00:28Segundo o estudo, essas estruturas extremas se formam
00:31após sucessivas fusões ao longo do tempo.
00:35Os pesquisadores explicam que essas colisões acontecem
00:38em aglomerados estelares extremamente densos,
00:42onde a proximidade entre estrelas favorece esses encontros frequentes.
00:46Nesse ambiente, buracos negros podem se fundir várias vezes,
00:51crescendo em massa de forma progressiva
00:53e criando objetos muito maiores do que os formados em uma única explosão estelar.

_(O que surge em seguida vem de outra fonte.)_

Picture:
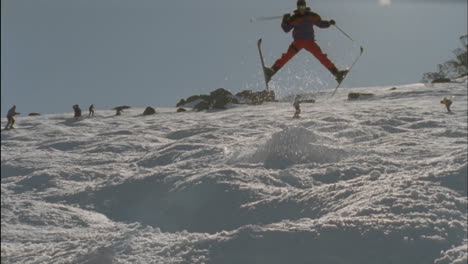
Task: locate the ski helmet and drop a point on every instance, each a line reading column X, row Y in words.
column 301, row 3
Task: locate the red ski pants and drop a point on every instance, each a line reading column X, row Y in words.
column 310, row 46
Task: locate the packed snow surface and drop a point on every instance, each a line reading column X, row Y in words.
column 378, row 180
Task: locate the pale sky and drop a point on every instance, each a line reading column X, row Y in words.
column 57, row 53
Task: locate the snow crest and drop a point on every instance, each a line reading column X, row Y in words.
column 381, row 180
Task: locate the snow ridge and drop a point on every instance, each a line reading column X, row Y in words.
column 381, row 180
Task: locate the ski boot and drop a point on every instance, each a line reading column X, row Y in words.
column 269, row 72
column 339, row 75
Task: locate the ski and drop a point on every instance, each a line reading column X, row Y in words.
column 259, row 46
column 349, row 69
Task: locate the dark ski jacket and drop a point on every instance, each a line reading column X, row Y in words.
column 303, row 25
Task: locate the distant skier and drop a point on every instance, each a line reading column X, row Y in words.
column 447, row 102
column 10, row 116
column 77, row 110
column 297, row 106
column 303, row 21
column 91, row 110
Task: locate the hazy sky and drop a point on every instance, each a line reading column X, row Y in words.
column 57, row 53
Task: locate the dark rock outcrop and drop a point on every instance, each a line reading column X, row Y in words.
column 149, row 111
column 441, row 80
column 356, row 96
column 257, row 97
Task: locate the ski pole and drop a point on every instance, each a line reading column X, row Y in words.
column 254, row 19
column 343, row 32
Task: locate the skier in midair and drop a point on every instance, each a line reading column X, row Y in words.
column 302, row 23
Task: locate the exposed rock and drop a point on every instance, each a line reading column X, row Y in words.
column 257, row 97
column 355, row 96
column 441, row 80
column 203, row 105
column 149, row 111
column 220, row 98
column 181, row 102
column 119, row 109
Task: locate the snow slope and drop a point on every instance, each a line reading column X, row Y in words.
column 382, row 180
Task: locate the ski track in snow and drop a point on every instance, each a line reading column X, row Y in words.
column 382, row 180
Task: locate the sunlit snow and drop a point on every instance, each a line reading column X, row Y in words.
column 381, row 180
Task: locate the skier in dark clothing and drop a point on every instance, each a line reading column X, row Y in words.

00:59O trabalho foi liderado pela Universidade de Cardiff, no Reino Unido,
01:03e se baseou em dados de um catálogo que reúne 153 detecções confiáveis
01:09de fusões de buracos negros observadas por ondas gravitacionais.
01:13Com base nessas análises, os pesquisadores avaliaram a hipótese
01:17de que os buracos negros mais massivos seriam de segunda geração.
01:21Isso significa que eles teriam se formado a partir de fusões anteriores,
01:26em regiões como núcleos de aglomerados estelares,
01:29onde a densidade de estrelas pode ser até um milhão de vezes maior
01:34que na vizinhança do Sol.
01:35Os resultados apontam duas populações distintas.
01:39Uma delas reúne buracos negros de menor massa,
01:42compatíveis com o colapso direto de estrelas.
01:45A outra inclui objetos mais massivos,
01:47como padrões de rotação que indicam fusões repetidas,
01:51sugerindo um crescimento em etapas dentro de ambientes muito densos.
01:56Segundo os autores, o mais surpreendente foi a clara separação entre estes dois grupos.
02:01Os buracos negros mais massivos apresentam rotações mais rápidas e orientações aleatórias,
02:08um padrão que combina com a ideia de múltiplas fusões sucessivas em aglomerados estelares densos.
02:14Essa conclusão permite investigar como estes objetos se formam e evoluem ao longo do universo.